All SnapFastTM vectors (except those in the terminators category on our website) will contain a T7 terminator downstream of the multiple cloning site. This will enable transcription termination.    

Frame: For reference, the OmpA coding sequence is in frame with the ATG start codon within the NciI restriction site.

Inserting a Gene: Each restriction site in this vector has a purpose and allows the insertion of specific pre-designed DNA sequences. To insert a gene, we recommend using any sites between (and including) the HindIII and XbaI sites. By doing this you will be able to insert most of our other products upstream, or downstream, of your gene. Click here to read more about the purpose of each restriction site.

Intellectual Property Status: According to our IP-friendly policy, this plasmid is sold free of reach-through rights on any derivatives you may create.

Transcription Termination: This plasmid contains three alternative transcription terminators for mammalian, bacterial and bacteriophage (T7) expression. This means that only the promoter needs to be changed to alter the expression system you are using. We sell multiple promoters that can be used in each of these systems. The presence of each terminator does not reduce expression in the alternative systems.
                                    
Quality Validation: This vector has been demonstrated to secrete reporter genes in T7 expressing bacterial cells. The start codon of these reporters was positioned within the NcoI site and the stop codon was positioned within the XbaI site.

Quality Sequencing Analysis: This vector has been fully sequenced using primers F1-F10. The sequences and details of these primers are available through our website.

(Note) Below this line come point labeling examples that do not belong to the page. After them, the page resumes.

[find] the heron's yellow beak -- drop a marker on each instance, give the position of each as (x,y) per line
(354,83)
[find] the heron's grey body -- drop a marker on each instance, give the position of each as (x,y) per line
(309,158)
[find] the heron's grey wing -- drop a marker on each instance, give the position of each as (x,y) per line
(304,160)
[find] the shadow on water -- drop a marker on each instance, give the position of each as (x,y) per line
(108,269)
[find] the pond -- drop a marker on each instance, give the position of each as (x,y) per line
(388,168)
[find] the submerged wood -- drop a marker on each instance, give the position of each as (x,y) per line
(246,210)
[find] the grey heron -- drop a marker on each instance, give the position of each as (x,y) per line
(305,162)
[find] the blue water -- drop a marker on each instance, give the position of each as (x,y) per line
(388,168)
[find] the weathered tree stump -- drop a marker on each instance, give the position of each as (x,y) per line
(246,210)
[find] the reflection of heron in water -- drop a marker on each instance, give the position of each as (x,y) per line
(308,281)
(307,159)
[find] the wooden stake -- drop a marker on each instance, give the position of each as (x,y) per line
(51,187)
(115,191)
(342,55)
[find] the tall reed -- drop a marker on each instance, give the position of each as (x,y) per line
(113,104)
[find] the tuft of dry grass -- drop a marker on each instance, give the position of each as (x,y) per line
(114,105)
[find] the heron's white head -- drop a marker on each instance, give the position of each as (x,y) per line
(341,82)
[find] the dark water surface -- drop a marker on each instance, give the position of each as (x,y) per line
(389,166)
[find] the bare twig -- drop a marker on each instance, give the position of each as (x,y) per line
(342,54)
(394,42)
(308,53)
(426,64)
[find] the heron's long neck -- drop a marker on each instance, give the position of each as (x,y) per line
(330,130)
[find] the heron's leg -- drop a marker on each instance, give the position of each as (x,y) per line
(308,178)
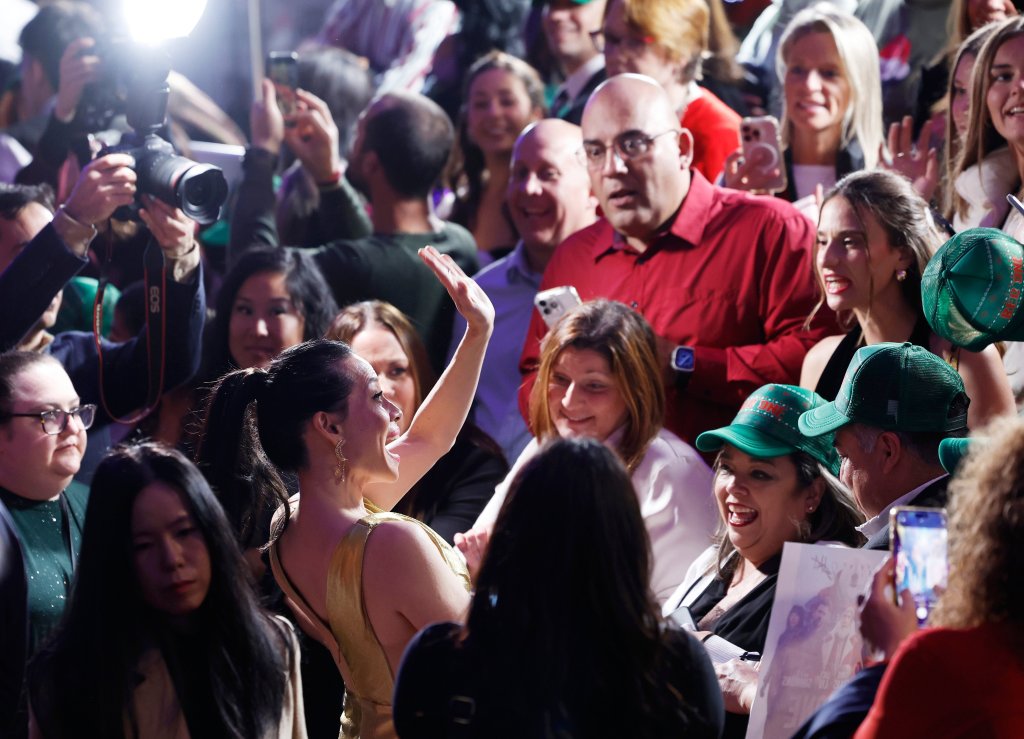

Genetic Modifications to standard parts:

  • KanR cassette – This KanR resistance region is not a wild type sequence, it has been modified to remove all restriction sites that conflict with the SnapFast system and to retain a high level of antibiotic resistance. It has been validated in E.coli.

Restriction site notes:

  • Bgl2, KpnI, SwaI and PmeI each cut the vector at two sites positioned to flank the promoter, start codon, origin, and KanR, respectively.
  • BsgI and BseRI recognise non-palindromic DNA sequences and cleave upstream of their recognition sites, within the stop codon that is found inside the XbaI restriction site.